J Aerosol Sci. 2022 Aug:164:106002. doi: 10.1016/j.jaerosci.2022.106002. Epub 2022 Apr 26.


To understand the transmission characteristics of severe acute respiratory syndrome corona virus-2 (SARS-CoV-2) through air, samples from different locations occupied by coronavirus disease (COVID-19) patients were analyzed. Three sampling strategies were used to understand the presence of virus in the air in different environmental conditions. In the first strategy, which involved hospital settings, air samples were collected from several areas of hospitals like COVID-intensive-care units (ICUs), nurse-stations, COVID-wards, corridors, non-COVID-wards, personal protective equipment (PPE) doffing areas, COVID rooms, out-patient (OP) corridors, mortuary, COVID casualty areas, non-COVID ICUs and doctors' rooms. Out of the 80 air samples collected from 6 hospitals from two Indian cities- Hyderabad and Mohali, 30 samples showed the presence of SARS-CoV-2 nucleic acids. In the second sampling strategy, that involved indoor settings, one or more COVID-19 patients were asked to spend a short duration of time in a closed room. Out of 17 samples, 5 samples, including 4 samples collected after the departure of three symptomatic patients from the room, showed the presence of SARS-CoV-2 nucleic acids. In the third strategy, involving indoor settings, air samples were collected from rooms of houses of home-quarantined COVID-19 patients and it was observed that SARS-CoV-2 RNA could be detected in the air in the rooms occupied by COVID-19 patients but not in the other rooms of the houses. Taken together, we observed that the air around COVID-19 patients frequently showed the presence of SARS-CoV-2 RNA in both hospital and indoor residential settings and the positivity rate was higher when 2 or more COVID-19 patients occupied the room. In hospitals, SARS-CoV-2 RNA could be detected in ICUs as well as in non-ICUs, suggesting that the viral shedding happened irrespective of the severity of the infection.
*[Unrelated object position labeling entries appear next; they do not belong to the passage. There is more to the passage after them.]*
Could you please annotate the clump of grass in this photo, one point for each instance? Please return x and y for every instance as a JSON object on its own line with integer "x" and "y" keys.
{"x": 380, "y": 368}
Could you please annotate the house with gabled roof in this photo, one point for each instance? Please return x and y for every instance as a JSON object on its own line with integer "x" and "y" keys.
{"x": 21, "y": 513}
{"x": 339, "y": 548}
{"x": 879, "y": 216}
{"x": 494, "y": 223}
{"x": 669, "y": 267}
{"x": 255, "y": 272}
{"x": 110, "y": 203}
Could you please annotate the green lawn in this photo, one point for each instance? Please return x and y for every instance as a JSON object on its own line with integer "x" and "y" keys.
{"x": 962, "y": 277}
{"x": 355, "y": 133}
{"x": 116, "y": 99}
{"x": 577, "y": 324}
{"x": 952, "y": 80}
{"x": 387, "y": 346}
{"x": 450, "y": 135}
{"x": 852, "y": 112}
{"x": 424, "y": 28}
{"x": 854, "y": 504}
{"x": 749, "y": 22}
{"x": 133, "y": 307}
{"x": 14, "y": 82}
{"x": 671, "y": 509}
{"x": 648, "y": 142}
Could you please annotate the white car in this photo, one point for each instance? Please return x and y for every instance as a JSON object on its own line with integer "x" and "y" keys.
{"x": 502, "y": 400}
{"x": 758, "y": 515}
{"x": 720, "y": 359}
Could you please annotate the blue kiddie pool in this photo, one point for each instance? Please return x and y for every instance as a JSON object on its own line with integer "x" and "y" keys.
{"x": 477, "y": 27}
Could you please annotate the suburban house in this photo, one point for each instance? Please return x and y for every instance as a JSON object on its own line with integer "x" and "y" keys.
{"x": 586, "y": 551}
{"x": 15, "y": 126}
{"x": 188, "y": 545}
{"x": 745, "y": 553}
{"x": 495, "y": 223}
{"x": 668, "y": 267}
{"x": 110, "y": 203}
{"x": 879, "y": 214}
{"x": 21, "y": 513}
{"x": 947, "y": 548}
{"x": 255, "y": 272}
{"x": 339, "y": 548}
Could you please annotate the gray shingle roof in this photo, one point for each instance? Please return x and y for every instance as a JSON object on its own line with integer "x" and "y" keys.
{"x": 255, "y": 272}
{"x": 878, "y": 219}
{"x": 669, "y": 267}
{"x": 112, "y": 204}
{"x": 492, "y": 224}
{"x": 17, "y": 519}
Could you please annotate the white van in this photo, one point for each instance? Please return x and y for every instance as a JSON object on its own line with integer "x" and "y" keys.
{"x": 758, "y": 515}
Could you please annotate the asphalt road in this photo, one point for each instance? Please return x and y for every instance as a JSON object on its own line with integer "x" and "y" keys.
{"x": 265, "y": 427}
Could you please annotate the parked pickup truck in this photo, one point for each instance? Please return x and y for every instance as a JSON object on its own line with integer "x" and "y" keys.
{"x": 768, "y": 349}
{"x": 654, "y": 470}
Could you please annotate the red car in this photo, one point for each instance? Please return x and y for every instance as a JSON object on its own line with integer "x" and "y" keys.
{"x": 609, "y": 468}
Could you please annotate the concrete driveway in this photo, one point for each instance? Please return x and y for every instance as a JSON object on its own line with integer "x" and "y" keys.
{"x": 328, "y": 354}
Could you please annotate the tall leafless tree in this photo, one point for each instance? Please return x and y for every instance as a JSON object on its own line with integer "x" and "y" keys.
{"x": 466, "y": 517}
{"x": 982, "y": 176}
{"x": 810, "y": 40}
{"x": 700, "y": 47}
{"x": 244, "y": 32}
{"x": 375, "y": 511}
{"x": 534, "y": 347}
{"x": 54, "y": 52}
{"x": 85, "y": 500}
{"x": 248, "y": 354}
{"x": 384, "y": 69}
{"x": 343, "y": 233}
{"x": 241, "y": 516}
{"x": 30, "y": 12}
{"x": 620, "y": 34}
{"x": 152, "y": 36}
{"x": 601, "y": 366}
This study provides evidence for the viability of SARS-CoV-2 and its long-range transport through the air. Thus, airborne transmission could be a major mode of transmission for SARS-CoV-2 and appropriate precautions need to be followed to prevent the spread of infection through the air.

Keywords: Airborne transmission; COVID-19; Closed-room air; Coronavirus; Hospital air; SARS-CoV-2; SARS-CoV-2 infection.